On her television show in November 2003, Jones told Senator John McCoy and his wife that their abducted son was still alive and could be found at a bus terminal in Ocala, Florida. The boy’s remains were located there, decomposing.

From there on, things had gone downhill for Serenity Jones.

In December 2003, Jones told the widow of a Navy SEAL she would give birth to a healthy boy. The woman miscarried fourteen days later.

In January 2004, Jones told Yolanda Rawls of Orem, Utah, that her missing five-year-old daughter, Velvet, had been brainwashed and was being raised by a Mormon family, touching off a wave of protests in Salt Lake City. Six months later Yolanda’s boyfriend confessed to the girl’s murder and led police to a shallow grave near the local dump.

In February 2004, Jones predicted that Jimmy Hoffa’s remains would be discovered in the cement walls of a bomb cellar built by the Rockefeller family in Woodstock, Vermont. This proved incorrect.

In March 2004, Jones stated that Audrey Seiler, a University of Wisconsin–Madison student who went missing, was the victim of a serial killer and that a knife would be found with evidence on it. Seiler was found to have staged her own kidnapping in an attempt to get her boyfriend’s attention.

In May 2007, she predicted that Madeleine McCann, who had disappeared while on vacation with her parents in Portugal, would be found by August. The case remains unsolved.

She hasn’t made any public psychic predictions since that. From what I can see, she went missing.

No wonder she doesn’t do kids.

Okay, she made one colossal public mistake in the McCoy case, but in her defense, she had been half right: They did find the missing boy. He just wasn’t alive. It was bad luck that, after having a string of successes, her first failure involved a superfamous politician.

There are pictures of Serenity at the Grammys with Snoop Dogg and at the White House Correspondents’ Dinner with George W. Bush. There’s another photo of her in US Weekly’s Fashion Police section wearing a dress with two giant silk rosettes sewn over her boobs.

I click on my YouTube app and type in Serenity’s name and the senator’s. A video loads, showing Serenity on a television show set, with her ice cream swirl of hair, wearing a pink pantsuit just a few shades darker. Across from her on a purple couch is Senator McCoy, a guy with a jaw that could be used to measure right angles and a perfect glint of silver at his temples. His wife sits beside him, clutching his hand.

I’m not really into politics, but we studied Senator McCoy in school as an example of political failure. He’d been groomed for a presidential run, hanging out with the Kennedys in Hyannisport and giving a keynote speech at the Democratic National Convention. But then his seven-year-old son was abducted from his private school’s playground.

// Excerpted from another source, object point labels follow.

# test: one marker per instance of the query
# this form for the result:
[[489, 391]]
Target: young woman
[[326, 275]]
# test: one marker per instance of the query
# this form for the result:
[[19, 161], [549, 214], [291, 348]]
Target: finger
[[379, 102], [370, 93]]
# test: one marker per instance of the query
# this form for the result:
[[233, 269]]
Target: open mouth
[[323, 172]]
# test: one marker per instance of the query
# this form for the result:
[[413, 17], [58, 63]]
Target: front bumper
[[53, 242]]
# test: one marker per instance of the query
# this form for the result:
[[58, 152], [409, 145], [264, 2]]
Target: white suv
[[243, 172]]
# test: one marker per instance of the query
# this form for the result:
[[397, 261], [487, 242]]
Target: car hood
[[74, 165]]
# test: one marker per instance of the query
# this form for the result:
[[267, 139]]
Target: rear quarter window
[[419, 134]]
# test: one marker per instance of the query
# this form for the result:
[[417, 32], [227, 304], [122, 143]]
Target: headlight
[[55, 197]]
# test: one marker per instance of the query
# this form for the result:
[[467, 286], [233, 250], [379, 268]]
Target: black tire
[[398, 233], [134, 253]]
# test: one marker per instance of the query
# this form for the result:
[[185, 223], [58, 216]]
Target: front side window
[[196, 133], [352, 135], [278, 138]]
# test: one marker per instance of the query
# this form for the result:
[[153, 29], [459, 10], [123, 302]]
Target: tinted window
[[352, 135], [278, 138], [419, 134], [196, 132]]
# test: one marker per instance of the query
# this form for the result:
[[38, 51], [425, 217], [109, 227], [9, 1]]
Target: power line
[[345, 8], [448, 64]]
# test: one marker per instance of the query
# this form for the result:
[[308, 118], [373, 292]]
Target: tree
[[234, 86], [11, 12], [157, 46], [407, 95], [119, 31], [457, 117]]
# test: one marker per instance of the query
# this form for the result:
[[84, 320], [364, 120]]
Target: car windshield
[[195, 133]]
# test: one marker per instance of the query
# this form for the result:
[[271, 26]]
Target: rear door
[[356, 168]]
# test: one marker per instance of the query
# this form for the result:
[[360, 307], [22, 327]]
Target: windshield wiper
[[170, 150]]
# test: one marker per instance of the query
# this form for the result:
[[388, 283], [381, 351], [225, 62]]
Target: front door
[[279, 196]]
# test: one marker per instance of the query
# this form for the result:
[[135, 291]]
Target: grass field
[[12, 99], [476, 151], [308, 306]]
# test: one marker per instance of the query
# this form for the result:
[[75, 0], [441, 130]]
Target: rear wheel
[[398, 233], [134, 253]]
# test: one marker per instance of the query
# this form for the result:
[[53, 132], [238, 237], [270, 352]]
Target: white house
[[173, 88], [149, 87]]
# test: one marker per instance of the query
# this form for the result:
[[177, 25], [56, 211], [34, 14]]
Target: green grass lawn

In the clip, Serenity leans toward the politician. “Senator McCoy,” she says, “I have had a vision.”

Cut to a gospel choir on the set. “A vision!” they sing out, like musical punctuation.

“A vision of your little boy …” Serenity pauses. “Alive and well.”

The senator’s wife collapses into her husband’s arms and sobs.

I wonder if she picked Senator McCoy on purpose; if she really had a vision of the kid, or just wanted the media hype to surround her, too.

The video jumps to the bus terminal in Ocala. There is Serenity, accompanying the McCoys into the building, heading in a zombie trance to a bunch of lockers near the men’s room. There’s Senator McCoy’s wife, crying, “Henry?” as Serenity tells a policeman to open locker number 341. There’s the stained suitcase, which is hauled out by the cop, as everyone else reels backward from the stench of the body inside.

For a moment, the camera tumbles and the video goes sideways. Then the cameraman pulls his shit together, in time to catch Serenity throwing up, Ginny McCoy fainting dead away, and Senator McCoy, the Democratic Party golden boy, yelling at him to stop filming, and punching him when he doesn’t.

Serenity Jones hadn’t just fallen from grace—she’d crashed and burned. The McCoys sued Serenity, who eventually settled. Senator McCoy was subsequently arrested twice on DUI convictions, resigned from the Senate, and went somewhere to treat his “exhaustion.” His wife died a year later from an overdose of sleeping pills. And Serenity quietly, quickly, became invisible.